Le rapport révèle que, par rapport aux États-Unis, au moins 11 % des lancements de modèles d’entreprises telles que Meta, Google, OpenAI et Anthropic ont été retardés ou n’ont pas été lancés du tout dans l’UE, tandis que 7 % ont été retardés ou n’ont pas été lancés au Royaume-Uni.
Sur les 68 exemples de retards et de non-diffusions dans l’ensemble de données, les facteurs réglementaires sont la principale cause dans 56 cas.
À titre d’exemple, l’UE a connu un retard de 71 jours dans la sortie de l’application web Claude 3 Opus, tandis que Meta a enregistré le taux global de retards et de non-sorties le plus élevé, avec plus d’un quart (26 %) de ses sorties retardées ou retardées dans l’UE et 15 % au Royaume-Uni.

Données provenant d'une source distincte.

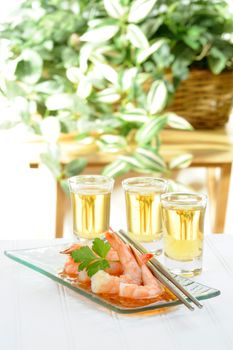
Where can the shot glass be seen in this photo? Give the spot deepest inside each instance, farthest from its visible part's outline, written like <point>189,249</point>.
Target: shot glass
<point>143,210</point>
<point>183,221</point>
<point>90,202</point>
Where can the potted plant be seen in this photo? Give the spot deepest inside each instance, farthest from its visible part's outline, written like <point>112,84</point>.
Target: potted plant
<point>107,71</point>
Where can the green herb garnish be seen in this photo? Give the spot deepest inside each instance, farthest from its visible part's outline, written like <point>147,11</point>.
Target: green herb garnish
<point>93,259</point>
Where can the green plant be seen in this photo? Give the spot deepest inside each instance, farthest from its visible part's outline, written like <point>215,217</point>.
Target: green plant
<point>101,68</point>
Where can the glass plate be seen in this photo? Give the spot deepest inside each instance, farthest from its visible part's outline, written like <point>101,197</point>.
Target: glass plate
<point>49,262</point>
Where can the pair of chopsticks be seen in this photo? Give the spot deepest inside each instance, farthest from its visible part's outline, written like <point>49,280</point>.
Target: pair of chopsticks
<point>162,274</point>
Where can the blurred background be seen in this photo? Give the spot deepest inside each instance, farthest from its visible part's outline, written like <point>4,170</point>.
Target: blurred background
<point>110,111</point>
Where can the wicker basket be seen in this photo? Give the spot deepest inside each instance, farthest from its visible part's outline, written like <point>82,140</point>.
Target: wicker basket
<point>204,99</point>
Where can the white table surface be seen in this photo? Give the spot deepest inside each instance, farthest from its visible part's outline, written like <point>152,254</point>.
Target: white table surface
<point>39,314</point>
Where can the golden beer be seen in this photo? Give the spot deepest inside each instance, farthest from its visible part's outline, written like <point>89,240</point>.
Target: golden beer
<point>143,209</point>
<point>90,200</point>
<point>183,221</point>
<point>144,216</point>
<point>90,213</point>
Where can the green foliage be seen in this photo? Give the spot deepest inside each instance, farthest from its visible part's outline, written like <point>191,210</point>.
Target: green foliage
<point>93,259</point>
<point>100,68</point>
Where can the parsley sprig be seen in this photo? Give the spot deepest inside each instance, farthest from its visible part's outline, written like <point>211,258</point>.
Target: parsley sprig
<point>92,259</point>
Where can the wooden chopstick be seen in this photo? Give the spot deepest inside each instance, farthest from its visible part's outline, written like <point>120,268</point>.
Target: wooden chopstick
<point>163,275</point>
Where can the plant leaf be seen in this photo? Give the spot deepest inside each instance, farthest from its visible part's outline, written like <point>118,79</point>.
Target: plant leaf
<point>75,167</point>
<point>83,254</point>
<point>137,37</point>
<point>216,60</point>
<point>97,266</point>
<point>149,130</point>
<point>108,95</point>
<point>142,55</point>
<point>177,122</point>
<point>134,116</point>
<point>66,101</point>
<point>152,155</point>
<point>132,161</point>
<point>29,66</point>
<point>100,247</point>
<point>181,162</point>
<point>100,34</point>
<point>140,10</point>
<point>157,97</point>
<point>114,8</point>
<point>52,163</point>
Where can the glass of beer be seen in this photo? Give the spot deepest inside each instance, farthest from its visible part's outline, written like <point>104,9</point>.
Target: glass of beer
<point>90,201</point>
<point>183,221</point>
<point>143,210</point>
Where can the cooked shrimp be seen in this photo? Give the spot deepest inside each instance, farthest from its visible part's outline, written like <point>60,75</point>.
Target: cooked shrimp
<point>151,287</point>
<point>131,270</point>
<point>71,267</point>
<point>102,282</point>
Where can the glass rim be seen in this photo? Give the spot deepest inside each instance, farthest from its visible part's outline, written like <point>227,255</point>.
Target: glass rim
<point>195,198</point>
<point>90,180</point>
<point>144,182</point>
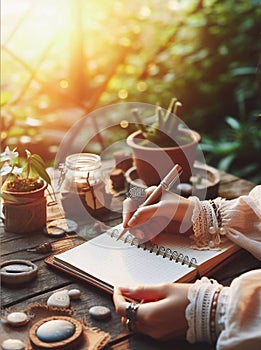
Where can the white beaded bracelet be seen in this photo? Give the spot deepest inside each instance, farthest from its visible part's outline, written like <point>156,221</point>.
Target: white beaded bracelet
<point>208,223</point>
<point>201,311</point>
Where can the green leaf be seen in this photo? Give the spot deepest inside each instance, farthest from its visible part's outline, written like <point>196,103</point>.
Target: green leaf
<point>39,159</point>
<point>40,170</point>
<point>233,123</point>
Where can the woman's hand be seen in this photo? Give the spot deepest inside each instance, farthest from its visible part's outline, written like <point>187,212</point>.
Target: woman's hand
<point>171,213</point>
<point>162,313</point>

Limites de la protection des données : un cadre rigide et un manque de clarté
Le rapport identifie les réglementations sur la protection des données comme le principal obstacle réglementaire, les modalités sans texte (telles que les images, l’audio et la vidéo en temps réel) étant confrontées à des obstacles plus importants que le texte.
Étant donné que la loi sur les marchés numériques (DMA) n’est applicable qu’à partir de 2023, alors que la loi sur l’IA a été adoptée en 2024, l’impact négatif potentiel de la DMA et de la loi sur l’IA reste à mesurer dans les années à venir.
Bien que le Royaume-Uni et l’UE partagent des lois similaires en matière de protection des données, comme le RGPD, qui a été adopté avant que le Royaume-Uni ne quitte l’UE, les obstacles semblent plus élevés dans l’UE qu’au Royaume-Uni.
Les auteurs affirment que les raisons en sont « une application plus agressive » de la part de l’UE et la lenteur avec laquelle les règles de protection des données s’appliquent à la formation et au déploiement des LLM.
L’UE semble comprendre que ses règles rigides en matière de protection des données limitent le développement de l’IA en Europe, alors que le Parlement européen examine actuellement le Digital Omnibus, qui vise à rendre les règles sur les données plus viables pour le développement de l’IA.
Cependant, l’UE révise également actuellement la directive européenne sur le droit d’auteur et les dispositions sur le droit d’auteur de la loi sur l’IA afin de protéger les droits des auteurs.
Cela pourrait encore entraver la disponibilité de modèles d’IA plus avancés à l’avenir s’ils sont appliqués de manière trop rigide.
L’un des auteurs, John Lidiard, chercheur britannique en politique de l’IA chez GovAI, a déclaré :
« Il est important que les décideurs politiques de l’UE et du Royaume-Uni soient calibrés sur le risque que des barrières réglementaires entraînent des retards dans l’accès de leurs citoyens et entreprises aux derniers modèles d’IA. »
« Notre rapport révèle que la réglementation européenne, principalement le RGPD, a conduit les entreprises pionnières de l’IA à retarder parfois la publication de modèles ou, dans certains cas, à ne pas publier du tout de modèles dans l’UE et au Royaume-Uni. Les décideurs politiques devraient considérer les retards dans l’accès aux modèles comme un facteur lors de la mise en œuvre et de la conception de réglementations liées à l’IA.
Cette histoire a été initialement publiée sur Boucle technologique de l’UE et a été partagé sur Euronews dans le cadre d’un accord.